Western governments say the vast majority of Russian strikes have targeted rebel groups other than ISIL in an attempt to defend President Bashar Al Assad’s rule.
And despite the Russian raids, ISIL militants have reached their closest position yet to Aleppo in northern Syria, a monitoring group reported.
“Dozens of combatants were killed on both sides” as ISIL drove out rebels from nearby localities as well as a military base, said Rami Abdel Rahman of the Syrian Observatory for Human Rights.
The militants are now just over 10 kilometres from the northern edges of Aleppo city and three kilometres from pro-regime forces positioned at the Sheikh Najjar industrial zone.
“IS has never been so close to the city of Aleppo, and this is its biggest advance towards” the country’s pre-war commercial capital, Mr Abdel Rahman said.
Two small groups of US-trained fighters had crossed into Syria from Turkey this year, but one broke up after coming under attack and the other surrendered much of its equipment to an Al Qaeda front group.

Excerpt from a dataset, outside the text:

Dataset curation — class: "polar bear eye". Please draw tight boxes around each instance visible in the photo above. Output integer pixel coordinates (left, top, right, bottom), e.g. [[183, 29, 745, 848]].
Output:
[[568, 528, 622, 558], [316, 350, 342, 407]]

Pentagon spokesman Peter Cook said the training programme was only part of the US effort, noting that it has also been arming groups already inside Syria, such as the Kurdish forces defending the border town of Kobani.
“I believe the changes we are instituting today will, over time, increase the combat power of counter-ISIL forces in Syria and ultimately help our campaign achieve a lasting defeat of ISIL,” defence secretary Ashton Carter said.
Mr Cook said Mr Carter has directed the military “to provide equipment packages and weapons to a select group of vetted leaders and their units so that over time they can make a concerted push into territory still controlled by ISIL.”
Speaking at a news conference in London, Mr Carter admitted he had been dissatisfied with the previous training programme, and said: “We have devised a number of different approaches.”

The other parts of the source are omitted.